Chapter 15, “Thorax and Lungs”
This reading will help you perform a thorax and lungs assessment, recognize pertinent positives and negatives, and also document appropriately.
Instructional Materials
Head-to-Toe Assessment (Adult) Video: Anterior Thorax and Lungs
The following video will demonstrate how to examine the anterior thorax and lungs.
Transcript —Head-to-Toe Assessment (Adult): Anterior Thorax and Lungs (NUR 600, Week 5)
Narrator: : To examine the anterior thorax, have the patient remain supine and breathing normally. Readjust draping appropriately. Observe the condition of the skin and inspect the chest for deformities, asymmetry, and respiratory movement. Next, palpate the chest wall to locate any areas of tenderness or to assess any lesions or abnormalities.

Next, percuss the anterior thorax in symmetrical areas, proceeding from the supraclavicular area down to the 6th rib or below. Again, compare both sides. Identify your percussion notes and the locations. Using the diaphragm of your stethoscope, you should hear resonance over the anterior lung fields.
Transcript—Head-to-Toe Assessment (Adult): Back, Posterior Thorax, and Lungs (NUR 600, Week 5)
Narrator: : Positioned behind the patient, continue by inspecting and palpating the muscles of the upper back. Then, inspect and palpate the chest and percuss the lungs. Inspect for shape, symmetry, and deformities. Percuss the lungs in a systematic manner, going from side to side as you move down the thorax from the apices to the bases of the lungs. Listen to the intensity, pitch, and duration of your percussion notes and decide what kind of notes you are hearing. Normal lungs are resonant. Locate any areas where you hear abnormal notes.


Lynn Bickley: : Breathe out.

Narrator: : Next, use percussion to identify the level of diaphragmatic dullness and measure descent of the diaphragm.

Lynn Bickley: Breathe.

Narrator: To assess respiratory excursion, place your thumbs close to the patient’s spine at the level of the 10th ribs and spread your hands lightly over the lower thorax. Ask the patient to inhale deeply and exhale fully while you watch the divergence of your thumbs and feel for the range and symmetry of movement.

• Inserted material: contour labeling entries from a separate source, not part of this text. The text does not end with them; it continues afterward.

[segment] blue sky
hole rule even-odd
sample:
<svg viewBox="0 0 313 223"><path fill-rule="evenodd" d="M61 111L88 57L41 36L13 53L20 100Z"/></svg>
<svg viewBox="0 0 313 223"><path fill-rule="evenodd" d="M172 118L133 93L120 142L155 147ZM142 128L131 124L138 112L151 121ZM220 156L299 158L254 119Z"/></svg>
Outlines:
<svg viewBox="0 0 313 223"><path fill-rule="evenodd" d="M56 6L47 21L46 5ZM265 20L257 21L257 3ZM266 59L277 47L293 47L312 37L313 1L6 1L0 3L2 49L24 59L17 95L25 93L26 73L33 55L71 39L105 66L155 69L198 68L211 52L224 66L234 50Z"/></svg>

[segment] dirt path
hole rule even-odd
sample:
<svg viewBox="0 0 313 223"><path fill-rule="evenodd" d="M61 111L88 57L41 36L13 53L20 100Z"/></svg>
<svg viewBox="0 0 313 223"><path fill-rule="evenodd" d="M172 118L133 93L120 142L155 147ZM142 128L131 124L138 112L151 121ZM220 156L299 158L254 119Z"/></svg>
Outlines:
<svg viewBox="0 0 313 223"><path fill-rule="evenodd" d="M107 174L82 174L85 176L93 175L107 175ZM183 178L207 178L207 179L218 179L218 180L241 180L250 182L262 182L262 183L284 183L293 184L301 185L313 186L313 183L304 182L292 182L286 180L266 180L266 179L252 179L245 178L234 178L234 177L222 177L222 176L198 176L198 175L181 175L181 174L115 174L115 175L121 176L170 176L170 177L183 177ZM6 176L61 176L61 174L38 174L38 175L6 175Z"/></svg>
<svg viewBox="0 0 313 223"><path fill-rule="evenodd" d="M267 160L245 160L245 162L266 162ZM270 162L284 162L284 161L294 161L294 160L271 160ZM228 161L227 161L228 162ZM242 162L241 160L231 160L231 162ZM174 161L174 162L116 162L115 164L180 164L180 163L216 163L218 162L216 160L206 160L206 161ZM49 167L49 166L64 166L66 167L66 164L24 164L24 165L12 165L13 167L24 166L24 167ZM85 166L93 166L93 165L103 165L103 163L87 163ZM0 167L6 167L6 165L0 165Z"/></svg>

To auscultate the posterior thorax, begin at the apices and proceed downward, moving systematically from side to side while comparing the sounds in symmetrical areas. Using the diaphragm of the stethoscope, observe the rate, rhythm, depth, and effort of breathing and listen for adventitious sounds that my indicate abnormal respiratory conditions. Listen to at least one entire breathing cycle at each location.